Of bargaining

leather purses lined up on wall of shop

“It’s camel leather!”

“Really?”

I probably wasn’t the first ignorant foreigner to fall for that trick. But unlike most foreigners, I had a friend beside me who revealed the claim as rubbish. Camels are too valuable to be able to sell cheap street merchandise made of their hides.

I narrowed my eyes at the shopkeeper. “You lied to me! Shame on you!”

He sheepishly tried to make amends, but his customer was no longer interested.

Living in North Africa requires me to be functional at bartering with shopkeepers and street vendors. If no price is listed on an item, I must accept an exorbitant price or hone my bargaining skills.

Often, a shopkeeper will take me aside and lower his voice: “For everyone else, it is 150, but for you it is 130.”  As if he doesn’t tell every customer the same thing. At times, shopkeepers add phrases like: “…because you have North African friends” or “because you live here.” If the price still seems unreasonably high, I add, “And I’m a student. Do I get a student discount?”

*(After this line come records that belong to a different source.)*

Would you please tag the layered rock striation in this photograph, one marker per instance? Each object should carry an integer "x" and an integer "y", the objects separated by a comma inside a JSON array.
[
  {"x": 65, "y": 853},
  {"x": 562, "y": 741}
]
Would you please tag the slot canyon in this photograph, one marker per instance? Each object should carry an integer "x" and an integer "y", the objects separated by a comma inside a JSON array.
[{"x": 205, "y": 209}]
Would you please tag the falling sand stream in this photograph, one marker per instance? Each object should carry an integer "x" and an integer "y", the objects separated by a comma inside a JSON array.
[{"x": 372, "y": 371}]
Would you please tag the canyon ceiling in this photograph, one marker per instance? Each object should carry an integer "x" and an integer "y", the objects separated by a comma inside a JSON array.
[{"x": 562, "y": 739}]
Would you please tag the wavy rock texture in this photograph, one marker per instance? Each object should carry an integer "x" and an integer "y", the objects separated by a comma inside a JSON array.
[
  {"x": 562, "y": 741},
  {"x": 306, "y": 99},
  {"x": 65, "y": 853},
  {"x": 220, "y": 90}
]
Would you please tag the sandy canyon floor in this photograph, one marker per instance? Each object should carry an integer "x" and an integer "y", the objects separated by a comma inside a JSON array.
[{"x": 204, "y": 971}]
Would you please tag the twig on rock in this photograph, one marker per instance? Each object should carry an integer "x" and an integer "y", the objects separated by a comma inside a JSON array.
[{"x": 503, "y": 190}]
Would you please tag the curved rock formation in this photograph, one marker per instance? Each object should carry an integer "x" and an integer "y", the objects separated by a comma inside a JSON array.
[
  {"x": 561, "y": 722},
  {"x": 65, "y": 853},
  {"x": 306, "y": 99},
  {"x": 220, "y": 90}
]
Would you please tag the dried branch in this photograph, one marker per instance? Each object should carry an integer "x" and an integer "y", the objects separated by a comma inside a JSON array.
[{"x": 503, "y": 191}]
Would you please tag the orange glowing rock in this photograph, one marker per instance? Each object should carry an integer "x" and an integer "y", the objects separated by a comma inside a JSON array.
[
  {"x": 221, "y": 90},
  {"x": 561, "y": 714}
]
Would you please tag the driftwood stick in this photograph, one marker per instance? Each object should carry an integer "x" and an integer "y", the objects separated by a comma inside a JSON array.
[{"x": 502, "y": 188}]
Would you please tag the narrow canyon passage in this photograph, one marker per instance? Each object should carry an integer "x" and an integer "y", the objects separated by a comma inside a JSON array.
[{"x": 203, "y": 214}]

Once, as I was bartering in Arabic, a shopkeeper told me “You are not a tourist. You are a North African!” Given the context, I took that as a compliment.

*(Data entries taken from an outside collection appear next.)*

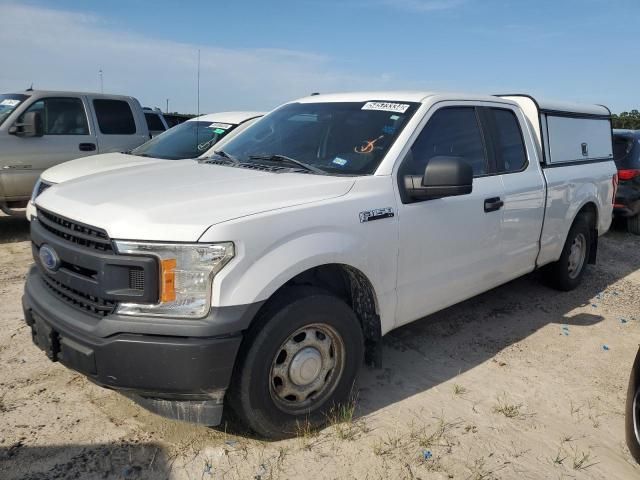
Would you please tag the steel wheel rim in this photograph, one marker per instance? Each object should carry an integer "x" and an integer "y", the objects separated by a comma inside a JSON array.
[
  {"x": 577, "y": 255},
  {"x": 306, "y": 368},
  {"x": 636, "y": 415}
]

Using Arabic helps those selling realize that I am intentional about what I am buying. It also clues them in that I might know reasonable prices. After speaking to a restaurant owner in Arabic, he listed a fair price for a meal and I accepted. But when I asked to see a menu, he had none to give me; the only menus were “tourist” menus!

I may bargain for a while, but when I know my last price and I say my last price, it is my last price. It is what the item is worth to me and if I can’t buy it for that, I don’t want it. Sometimes the shopkeepers drop their prices to meet mine, sometimes they don’t. Sometimes, I am walking away when they call me back. Perhaps it’s the threat that others will get my business when I say, “No thank you. I will keep looking at other shops.”

Bargaining used to terrify me. Now, after seven months, I have accepted this piece of the culture. Until I finish language study in another seven months, I might be enjoying myself.